Leader

NST Leader: Of hegemon and hobbled governance

Let us state the obvious: global governance has been in a bad state for the longest time. This the world knows and so do the great powers, in whose national interests global governance remains trapped. No surprise here.

Hubristically interpreting its victory in World War 2 to mean that the world was for it alone to govern, one hegemon began designing global institutions, starting with the United Nations, with a bias towards its national interest. Ditto global finance, trade, legal and more. They all come designed with hegemonic flaws. Consider the International Monetary Fund.
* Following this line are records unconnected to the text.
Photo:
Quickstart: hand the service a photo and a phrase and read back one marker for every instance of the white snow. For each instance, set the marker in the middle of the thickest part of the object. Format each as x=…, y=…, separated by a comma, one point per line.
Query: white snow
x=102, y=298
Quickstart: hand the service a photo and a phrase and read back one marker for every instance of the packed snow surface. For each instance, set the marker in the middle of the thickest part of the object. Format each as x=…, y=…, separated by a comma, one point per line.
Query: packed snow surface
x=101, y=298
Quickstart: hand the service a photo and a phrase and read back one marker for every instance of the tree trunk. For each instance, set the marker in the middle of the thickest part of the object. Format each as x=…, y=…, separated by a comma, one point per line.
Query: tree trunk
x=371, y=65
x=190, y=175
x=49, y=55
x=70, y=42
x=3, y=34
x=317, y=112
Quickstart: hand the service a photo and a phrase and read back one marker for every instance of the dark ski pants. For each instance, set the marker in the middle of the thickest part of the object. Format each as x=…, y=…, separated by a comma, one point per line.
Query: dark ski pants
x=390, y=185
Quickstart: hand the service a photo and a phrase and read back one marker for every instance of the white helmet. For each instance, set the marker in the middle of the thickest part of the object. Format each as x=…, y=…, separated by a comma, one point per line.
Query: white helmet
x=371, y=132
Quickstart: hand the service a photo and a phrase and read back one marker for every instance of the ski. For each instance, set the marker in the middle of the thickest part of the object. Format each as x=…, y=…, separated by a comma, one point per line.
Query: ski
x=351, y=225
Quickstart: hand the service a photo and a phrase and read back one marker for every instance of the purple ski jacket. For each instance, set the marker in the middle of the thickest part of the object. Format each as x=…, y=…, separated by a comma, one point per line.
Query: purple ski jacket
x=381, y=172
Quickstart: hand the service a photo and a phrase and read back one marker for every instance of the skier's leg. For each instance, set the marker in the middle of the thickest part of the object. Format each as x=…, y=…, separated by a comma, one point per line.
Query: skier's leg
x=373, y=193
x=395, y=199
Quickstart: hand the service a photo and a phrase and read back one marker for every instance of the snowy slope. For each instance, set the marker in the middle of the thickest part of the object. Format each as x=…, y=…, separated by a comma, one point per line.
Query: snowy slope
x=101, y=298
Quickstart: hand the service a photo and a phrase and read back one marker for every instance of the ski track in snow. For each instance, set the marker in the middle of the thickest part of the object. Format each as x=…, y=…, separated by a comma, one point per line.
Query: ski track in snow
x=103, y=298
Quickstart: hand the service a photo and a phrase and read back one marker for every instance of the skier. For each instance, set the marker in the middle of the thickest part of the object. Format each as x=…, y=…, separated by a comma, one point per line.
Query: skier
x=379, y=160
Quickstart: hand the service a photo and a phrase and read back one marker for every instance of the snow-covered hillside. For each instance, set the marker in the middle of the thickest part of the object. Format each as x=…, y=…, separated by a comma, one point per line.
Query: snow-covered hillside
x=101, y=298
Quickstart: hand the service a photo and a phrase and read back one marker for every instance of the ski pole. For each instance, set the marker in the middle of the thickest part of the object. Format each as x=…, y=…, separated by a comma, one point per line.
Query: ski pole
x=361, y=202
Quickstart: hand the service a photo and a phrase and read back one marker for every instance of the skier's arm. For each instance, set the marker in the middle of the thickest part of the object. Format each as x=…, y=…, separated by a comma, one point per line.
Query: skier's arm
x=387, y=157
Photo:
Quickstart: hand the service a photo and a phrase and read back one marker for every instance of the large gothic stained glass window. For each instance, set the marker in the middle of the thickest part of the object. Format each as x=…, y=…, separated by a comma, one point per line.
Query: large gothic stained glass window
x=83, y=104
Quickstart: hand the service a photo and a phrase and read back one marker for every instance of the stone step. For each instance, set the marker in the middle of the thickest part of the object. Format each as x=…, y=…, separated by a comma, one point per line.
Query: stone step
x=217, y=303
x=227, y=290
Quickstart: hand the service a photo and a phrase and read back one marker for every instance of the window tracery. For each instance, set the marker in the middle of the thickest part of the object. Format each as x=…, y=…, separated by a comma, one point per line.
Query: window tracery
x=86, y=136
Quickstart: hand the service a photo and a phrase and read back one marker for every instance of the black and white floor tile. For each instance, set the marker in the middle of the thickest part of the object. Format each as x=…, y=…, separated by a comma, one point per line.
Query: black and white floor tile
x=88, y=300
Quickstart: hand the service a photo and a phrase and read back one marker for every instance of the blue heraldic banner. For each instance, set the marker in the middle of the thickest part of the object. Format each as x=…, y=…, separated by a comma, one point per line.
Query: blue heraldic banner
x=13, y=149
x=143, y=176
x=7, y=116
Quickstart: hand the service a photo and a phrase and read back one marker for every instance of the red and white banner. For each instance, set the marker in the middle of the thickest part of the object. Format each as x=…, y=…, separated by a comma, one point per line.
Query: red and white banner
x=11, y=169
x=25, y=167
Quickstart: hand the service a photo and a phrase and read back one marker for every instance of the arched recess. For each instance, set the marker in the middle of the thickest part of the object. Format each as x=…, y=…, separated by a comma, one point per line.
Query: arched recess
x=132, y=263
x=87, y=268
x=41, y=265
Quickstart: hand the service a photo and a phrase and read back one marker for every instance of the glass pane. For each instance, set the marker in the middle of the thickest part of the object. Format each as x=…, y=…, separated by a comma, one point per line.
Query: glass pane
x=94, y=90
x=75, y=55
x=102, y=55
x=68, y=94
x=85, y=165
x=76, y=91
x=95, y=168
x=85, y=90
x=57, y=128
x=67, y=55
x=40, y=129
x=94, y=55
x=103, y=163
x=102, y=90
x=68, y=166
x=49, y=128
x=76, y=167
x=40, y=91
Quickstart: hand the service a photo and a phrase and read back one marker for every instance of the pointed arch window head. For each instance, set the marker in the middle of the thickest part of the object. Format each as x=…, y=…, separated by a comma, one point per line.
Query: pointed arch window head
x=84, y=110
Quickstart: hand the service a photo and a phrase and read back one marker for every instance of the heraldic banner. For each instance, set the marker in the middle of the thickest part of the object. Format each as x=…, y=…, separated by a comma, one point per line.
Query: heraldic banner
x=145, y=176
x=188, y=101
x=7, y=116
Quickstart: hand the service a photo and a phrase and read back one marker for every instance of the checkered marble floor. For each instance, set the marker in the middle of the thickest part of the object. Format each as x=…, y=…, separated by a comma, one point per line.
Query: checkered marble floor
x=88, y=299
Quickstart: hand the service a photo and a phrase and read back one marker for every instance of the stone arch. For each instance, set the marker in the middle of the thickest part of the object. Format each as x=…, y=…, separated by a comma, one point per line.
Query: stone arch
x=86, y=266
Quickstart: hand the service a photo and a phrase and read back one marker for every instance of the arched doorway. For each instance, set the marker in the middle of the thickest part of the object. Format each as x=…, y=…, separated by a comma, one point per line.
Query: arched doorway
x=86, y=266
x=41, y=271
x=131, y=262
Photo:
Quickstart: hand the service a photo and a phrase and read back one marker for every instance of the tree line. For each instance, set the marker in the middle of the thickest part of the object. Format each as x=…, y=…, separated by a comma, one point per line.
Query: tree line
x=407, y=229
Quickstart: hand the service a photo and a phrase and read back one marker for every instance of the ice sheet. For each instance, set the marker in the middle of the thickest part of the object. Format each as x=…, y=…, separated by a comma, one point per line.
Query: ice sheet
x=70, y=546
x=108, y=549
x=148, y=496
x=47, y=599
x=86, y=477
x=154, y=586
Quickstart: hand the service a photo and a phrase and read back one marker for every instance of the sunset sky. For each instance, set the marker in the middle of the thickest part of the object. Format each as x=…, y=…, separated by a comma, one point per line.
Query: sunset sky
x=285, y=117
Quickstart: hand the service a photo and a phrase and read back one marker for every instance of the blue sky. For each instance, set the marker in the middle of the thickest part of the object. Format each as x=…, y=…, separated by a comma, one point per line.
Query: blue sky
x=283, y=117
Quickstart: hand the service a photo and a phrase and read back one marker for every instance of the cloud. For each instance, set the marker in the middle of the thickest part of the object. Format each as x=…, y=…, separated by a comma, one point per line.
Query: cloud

This so-called international body is founded on two motives: to impose Western neoliberal economic models on all economies and to go to the aid of financially distressed countries when it deems necessary, not as determined by the crisis.

Begin with the first motive. Nation after nation, faced with a financial crisis, has hurtled into a far more severe crisis after the IMF's neoliberal economic model-based austerity drive. Yet it refuses to abandon this model.

Crisis-ridden Egypt of 2011 is an example of the IMF's second motive. For three years Egypt and the IMF were in discussions without striking any deal. By then, Cairo was at its anaemic worst, but for the IMF the crisis doesn't call the shots, the institution does.  

Likewise, the hegemon and its allies determine whether or not genocide is being committed. This is why the slaughter in Gaza of infants, children, women and the elderly, live streamed daily, isn't genocide to the UN Security Council when it is to others. This is why again Washington keeps vetoing UNSC resolutions calling for Israeli accountability.

Even though the International Court of Justice, the world's supreme court, if you will, ruled that genocide was "plausible" there. Another court, the International Criminal Court (ICC), is even being prevented from issuing arrest warrants against Israeli Prime Minister Benjamin Netanyahu and former defence minister Yoav Gallant, both accused of war crimes.

What is worse, the ICC is being threatened with sanctions if it proceeds to execute the arrest warrants. Countries which are parties to the Rome Statute, a treaty that created the ICC, are also being threatened with sanctions if they arrest the pair as they are required by law.

The UN is a walking cadaver and international law is on life support. Little wonder, Prime Minister Datuk Seri Anwar Ibrahim, for the umpteenth time, and joined by other leaders from the Global South, like Brazilian President Luiz Inacio Lula da Silva and South African President Cyril Ramaphosa, in as many forums, has called for global governance to be reformed into life.

Anwar's latest call to urgently redress global governance was made in his keynote address titled "Sovereignty and Fair Interdependence: The Global South and Democratisation of Prosperity" to the 2024 Common Action Forum in Kuala Lumpur on Monday. "When nations perpetrate violence and with impunity, when millions remain in poverty, and when climate disasters devastate vulnerable communities — these are policy and moral failures that demand urgent action." 

To Anwar, world leaders have a clear choice: continue with a system that marginalises most of humanity or build a new world order founded on genuine partnership, shared prosperity and sustainable development. So is his message to them: nothing less than bold change will make global governance fit for its purpose.